Northern Ireland and Wales must work together to maximise opportunities for agriculture and the environment as the UK leaves the European Union.
Agriculture, Environment and Rural Affairs minister Michelle McIlveen and Welsh Cabinet Secretary for Environment and Rural Affairs Lesley Griffiths set out the position as they met during the Royal Welsh Show in Llanelwedd, Powys.
Speaking after the meeting, Minister McIlveen said: “I was very pleased to attend the Royal Welsh Show at the invitation of Lesley Griffiths and to see for myself the strength and diversity of the agri-food industry in Wales.
“Northern Ireland and Wales share many areas of common interest. Both countries have large and vibrant rural communities, with agri-food making a major contribution to the economy. There are clear and obvious benefits, therefore, to stimulating and further developing our capability and competitiveness in this sector, and continuing to nurture and support these rural communities.”

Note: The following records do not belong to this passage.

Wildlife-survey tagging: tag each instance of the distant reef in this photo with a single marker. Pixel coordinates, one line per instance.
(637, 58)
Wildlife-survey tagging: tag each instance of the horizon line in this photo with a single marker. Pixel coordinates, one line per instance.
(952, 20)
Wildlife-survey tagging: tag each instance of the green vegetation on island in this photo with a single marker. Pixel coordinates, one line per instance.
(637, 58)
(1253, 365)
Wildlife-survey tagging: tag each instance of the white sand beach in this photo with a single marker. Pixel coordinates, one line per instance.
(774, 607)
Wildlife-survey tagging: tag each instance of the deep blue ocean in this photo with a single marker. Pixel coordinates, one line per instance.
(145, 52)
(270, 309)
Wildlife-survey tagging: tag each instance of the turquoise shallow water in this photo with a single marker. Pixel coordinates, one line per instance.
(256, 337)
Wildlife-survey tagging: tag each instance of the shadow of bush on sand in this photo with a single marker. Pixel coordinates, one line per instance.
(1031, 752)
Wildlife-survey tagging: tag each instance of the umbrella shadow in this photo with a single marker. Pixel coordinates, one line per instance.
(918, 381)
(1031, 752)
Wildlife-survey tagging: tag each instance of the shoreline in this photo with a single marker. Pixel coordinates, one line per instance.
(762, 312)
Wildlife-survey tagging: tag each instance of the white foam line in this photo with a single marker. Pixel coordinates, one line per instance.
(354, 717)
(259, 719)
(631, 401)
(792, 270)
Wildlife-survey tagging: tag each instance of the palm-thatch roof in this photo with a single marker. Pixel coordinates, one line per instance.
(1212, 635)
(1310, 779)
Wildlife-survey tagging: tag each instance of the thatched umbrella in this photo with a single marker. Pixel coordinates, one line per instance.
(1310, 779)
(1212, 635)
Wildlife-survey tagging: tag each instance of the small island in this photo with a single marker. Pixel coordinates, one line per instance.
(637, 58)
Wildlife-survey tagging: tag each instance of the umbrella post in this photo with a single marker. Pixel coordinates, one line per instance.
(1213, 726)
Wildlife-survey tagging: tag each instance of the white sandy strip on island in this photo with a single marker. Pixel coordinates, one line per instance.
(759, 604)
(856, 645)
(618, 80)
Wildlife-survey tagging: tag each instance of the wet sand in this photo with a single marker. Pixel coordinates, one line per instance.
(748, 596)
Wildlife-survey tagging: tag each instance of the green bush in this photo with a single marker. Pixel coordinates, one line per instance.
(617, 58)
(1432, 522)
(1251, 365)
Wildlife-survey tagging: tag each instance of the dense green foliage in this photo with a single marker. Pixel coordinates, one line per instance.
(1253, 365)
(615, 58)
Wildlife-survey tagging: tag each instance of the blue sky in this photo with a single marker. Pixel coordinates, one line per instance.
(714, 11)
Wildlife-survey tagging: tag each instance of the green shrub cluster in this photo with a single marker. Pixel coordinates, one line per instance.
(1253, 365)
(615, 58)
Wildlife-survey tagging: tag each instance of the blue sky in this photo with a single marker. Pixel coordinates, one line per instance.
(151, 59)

The minister continued: “We are all now operating in the context of the UK’s vote to leave the European Union and my top priority is to ensure Northern Ireland’s agri-food industry, rural communities and environmental stakeholders fully exploit this new opportunity.
“I do not, however, underestimate the challenges ahead. That is why I am committed to working with Government colleagues in all of the devolved administrations within the UK to ensure that the livestock and crop sectors continue to be supported. Indeed I emphasised this position to DEFRA Minister George Eustice when we met in Brussels earlier this week.”
While at the show Miss McIlveen took the opportunity to link up with Northern Ireland companies that are taking part, visiting the stand of Derrylin livestock housing manufacturer Teemore Engineering and meeting with senior representatives of Dungannon based food processor Dunbia. She said: “It was particularly pleasing to see Northern Ireland representation at the Royal Welsh Show. Dunbia and Teemore Engineering are excellent examples of local companies that are competing in national and international agri-food markets. I wish them every success.”
Minister McIlveen concluded by saying that the focus going forward is on delivering Brexit: “The people of the UK have given a clear mandate for Brexit and it is now imperative that we secure the best possible settlement for everyone.
“For us as ministers and leaders in the agriculture sector, that means we protect and promote the interests of farmers and producers during and beyond the Brexit process. This in turn will directly benefit the wider public who enjoy, and indeed rely on, the dairy, meat and other food products that come from the agri-food industry.
“In this context, this engagement with Lesley Griffiths has been extremely constructive and I look forward to further collaboration with her, and between our Departments, in the weeks and months ahead.”
Welsh Cabinet Secretary for Environment and Rural Affairs Lesley Griffiths said: “The referendum result has raised a number of uncertainties common across all our devolved administrations. My meeting with Minister McIlveen gave us an opportunity to discuss our priorities post-Brexit and how we can work together to ensure these are included in the UK government’s negotiations on the terms and timings of the UK’s exit from the EU.
“EU membership has provided the framework for funding and regulation of agriculture and environment across the whole UK, as well as being important to our trading relationships, so it is vital that we play our full part as devolved administrations in determining the basis for future policy, programmes and regulations.”